When you're a new motorcycle rider, it's fun to spend time picking out your helmet and the apparel you'll wear on the road. It's also important to think about how you'll transport the bike when you don't want to get behind the controls. Loading your motorcycle into a pickup truck is arguably the best way to move it around, but you'll also need some gear to make this transportation method a reality. The main tool you'll use for loading the bike into the truck is a motorcycle ramp. These ramps are available in several styles, but all share the common design of allowing you to walk the bike off the road and into the truck's bed. Here are some other essential gear for this job.
A Second Ramp
A pair of ramps is necessary if you're loading an all-terrain vehicle into a truck, but it's a smart investment to get a second ramp for loading your motorcycle, too.

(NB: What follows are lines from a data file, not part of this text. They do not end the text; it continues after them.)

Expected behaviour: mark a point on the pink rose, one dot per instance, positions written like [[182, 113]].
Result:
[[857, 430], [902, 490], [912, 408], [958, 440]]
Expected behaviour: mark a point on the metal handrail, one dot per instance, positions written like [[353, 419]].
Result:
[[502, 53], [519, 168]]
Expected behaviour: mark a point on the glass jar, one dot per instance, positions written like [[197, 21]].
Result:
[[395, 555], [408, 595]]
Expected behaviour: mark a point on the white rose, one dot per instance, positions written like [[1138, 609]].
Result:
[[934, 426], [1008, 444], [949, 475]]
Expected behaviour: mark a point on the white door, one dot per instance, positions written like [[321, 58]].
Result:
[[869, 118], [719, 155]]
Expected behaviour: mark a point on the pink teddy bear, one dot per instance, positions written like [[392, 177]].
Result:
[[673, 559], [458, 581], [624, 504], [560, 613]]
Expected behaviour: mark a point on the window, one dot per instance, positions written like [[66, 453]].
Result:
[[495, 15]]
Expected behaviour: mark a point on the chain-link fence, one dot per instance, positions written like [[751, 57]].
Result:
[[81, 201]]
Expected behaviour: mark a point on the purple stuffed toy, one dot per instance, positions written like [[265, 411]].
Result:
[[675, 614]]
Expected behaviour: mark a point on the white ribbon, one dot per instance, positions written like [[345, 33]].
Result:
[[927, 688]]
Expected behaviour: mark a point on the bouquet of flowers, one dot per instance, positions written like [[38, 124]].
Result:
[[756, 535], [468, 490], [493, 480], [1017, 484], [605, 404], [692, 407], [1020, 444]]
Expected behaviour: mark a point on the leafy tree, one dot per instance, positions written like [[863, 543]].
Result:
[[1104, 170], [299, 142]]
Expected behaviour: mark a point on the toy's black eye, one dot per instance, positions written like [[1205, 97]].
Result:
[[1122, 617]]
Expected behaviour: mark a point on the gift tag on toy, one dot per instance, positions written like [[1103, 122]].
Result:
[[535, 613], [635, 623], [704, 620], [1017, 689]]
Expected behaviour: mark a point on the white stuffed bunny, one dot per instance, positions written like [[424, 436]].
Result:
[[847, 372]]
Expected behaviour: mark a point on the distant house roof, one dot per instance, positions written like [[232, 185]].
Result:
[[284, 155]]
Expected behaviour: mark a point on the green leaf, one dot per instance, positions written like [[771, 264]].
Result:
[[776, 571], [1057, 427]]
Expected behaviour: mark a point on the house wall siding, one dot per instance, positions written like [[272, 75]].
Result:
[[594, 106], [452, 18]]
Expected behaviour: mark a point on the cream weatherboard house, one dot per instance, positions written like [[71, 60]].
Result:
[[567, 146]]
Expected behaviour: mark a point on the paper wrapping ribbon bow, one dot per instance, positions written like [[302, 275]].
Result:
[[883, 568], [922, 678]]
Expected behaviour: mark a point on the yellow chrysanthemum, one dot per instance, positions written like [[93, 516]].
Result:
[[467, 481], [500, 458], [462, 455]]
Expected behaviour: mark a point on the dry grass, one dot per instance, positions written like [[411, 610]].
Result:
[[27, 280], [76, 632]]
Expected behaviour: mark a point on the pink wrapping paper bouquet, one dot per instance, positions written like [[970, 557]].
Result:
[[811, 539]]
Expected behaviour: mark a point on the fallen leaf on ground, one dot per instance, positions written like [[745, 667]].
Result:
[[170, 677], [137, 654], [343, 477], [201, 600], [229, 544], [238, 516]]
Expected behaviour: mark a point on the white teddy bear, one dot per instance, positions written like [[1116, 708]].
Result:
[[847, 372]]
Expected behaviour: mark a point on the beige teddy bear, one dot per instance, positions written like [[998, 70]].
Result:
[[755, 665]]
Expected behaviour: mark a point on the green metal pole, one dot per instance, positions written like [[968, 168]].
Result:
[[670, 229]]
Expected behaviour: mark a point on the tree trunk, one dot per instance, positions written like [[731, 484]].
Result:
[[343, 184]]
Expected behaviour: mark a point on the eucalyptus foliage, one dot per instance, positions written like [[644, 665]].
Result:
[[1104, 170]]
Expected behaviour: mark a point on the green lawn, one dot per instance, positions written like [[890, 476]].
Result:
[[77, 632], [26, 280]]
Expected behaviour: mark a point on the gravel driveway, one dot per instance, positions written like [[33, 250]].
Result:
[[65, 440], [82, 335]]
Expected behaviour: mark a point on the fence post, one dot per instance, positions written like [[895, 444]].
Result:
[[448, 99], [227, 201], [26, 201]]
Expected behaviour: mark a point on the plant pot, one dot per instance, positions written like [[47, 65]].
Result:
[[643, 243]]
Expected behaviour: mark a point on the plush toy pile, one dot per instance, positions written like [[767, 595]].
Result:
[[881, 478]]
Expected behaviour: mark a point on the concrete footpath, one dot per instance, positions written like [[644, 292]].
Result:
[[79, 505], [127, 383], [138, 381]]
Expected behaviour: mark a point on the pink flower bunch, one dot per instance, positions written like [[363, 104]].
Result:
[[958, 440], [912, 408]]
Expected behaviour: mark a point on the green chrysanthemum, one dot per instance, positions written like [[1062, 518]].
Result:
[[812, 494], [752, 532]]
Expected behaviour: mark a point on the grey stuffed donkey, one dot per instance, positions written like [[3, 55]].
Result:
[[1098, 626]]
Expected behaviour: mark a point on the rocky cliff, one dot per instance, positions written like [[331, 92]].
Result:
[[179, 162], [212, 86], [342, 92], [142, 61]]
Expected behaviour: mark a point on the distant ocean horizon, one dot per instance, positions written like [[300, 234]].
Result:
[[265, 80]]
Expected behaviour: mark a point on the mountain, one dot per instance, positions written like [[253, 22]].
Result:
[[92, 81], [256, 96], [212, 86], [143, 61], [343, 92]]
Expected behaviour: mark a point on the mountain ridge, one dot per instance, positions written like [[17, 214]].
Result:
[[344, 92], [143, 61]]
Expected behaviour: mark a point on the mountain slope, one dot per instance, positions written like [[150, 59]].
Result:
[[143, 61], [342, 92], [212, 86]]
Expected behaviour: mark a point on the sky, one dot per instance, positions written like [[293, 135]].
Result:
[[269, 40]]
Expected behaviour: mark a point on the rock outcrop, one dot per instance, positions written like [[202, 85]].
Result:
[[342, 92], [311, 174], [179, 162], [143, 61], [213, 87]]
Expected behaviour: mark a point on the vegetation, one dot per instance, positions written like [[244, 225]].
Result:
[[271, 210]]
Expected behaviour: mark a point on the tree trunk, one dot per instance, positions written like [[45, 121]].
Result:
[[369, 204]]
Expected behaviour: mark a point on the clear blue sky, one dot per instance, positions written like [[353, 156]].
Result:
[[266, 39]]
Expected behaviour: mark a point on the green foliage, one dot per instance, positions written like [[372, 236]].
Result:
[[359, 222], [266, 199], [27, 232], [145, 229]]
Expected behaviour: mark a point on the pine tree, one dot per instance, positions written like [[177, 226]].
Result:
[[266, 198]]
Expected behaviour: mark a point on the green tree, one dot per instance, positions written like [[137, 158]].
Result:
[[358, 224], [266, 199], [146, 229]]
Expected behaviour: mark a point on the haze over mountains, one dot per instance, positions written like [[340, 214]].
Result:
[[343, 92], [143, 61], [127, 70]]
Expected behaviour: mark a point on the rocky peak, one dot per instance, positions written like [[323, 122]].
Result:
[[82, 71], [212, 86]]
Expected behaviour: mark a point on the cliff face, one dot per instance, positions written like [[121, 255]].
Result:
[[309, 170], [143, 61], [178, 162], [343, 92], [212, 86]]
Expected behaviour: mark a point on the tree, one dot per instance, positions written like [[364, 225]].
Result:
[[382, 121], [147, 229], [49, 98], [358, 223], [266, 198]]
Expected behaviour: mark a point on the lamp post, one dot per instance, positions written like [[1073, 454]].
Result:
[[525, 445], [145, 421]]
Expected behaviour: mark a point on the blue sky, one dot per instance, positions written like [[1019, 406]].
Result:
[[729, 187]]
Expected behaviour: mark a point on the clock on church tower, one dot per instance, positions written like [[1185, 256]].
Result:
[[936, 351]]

Loading a motorcycle with just a single ramp can be difficult -- it's not prudent to ride the bike up the ramp, so you'll find yourself standing on the ground and trying to push the bike up the slope. This can not only strain your back, but make the bike difficult to control. With a second ramp positioned next to the main ramp, you'll be able to easily walk up the second ramp as you load the bike.
You can't simply set the bike on its kickstand when it's in the bed of the truck, so a wheel chock becomes a necessary part of the gear you'll need. Wheel chocks have several different designs, but all are built to fit snugly around the front tire of the motorcycle to hold the entire bike in place. Wheel chocks are mounted to the bed of your truck to ensure that the bike won't move as you drive.
A handful of tie-down straps will further prevent your bike from budging as it rides in the truck bed. You can wrap a tie-down strap around the bike's frame or rear wheel, as well as any other places to keep the bike secure, and then attach the ends of the straps to the anchors along the sides of your truck bed. Ratchet-style tie-down straps are ideal because you can wrap them around the bike, secure the ends to the truck's bed anchors and then use the ratchet mechanism to pull the strap snug.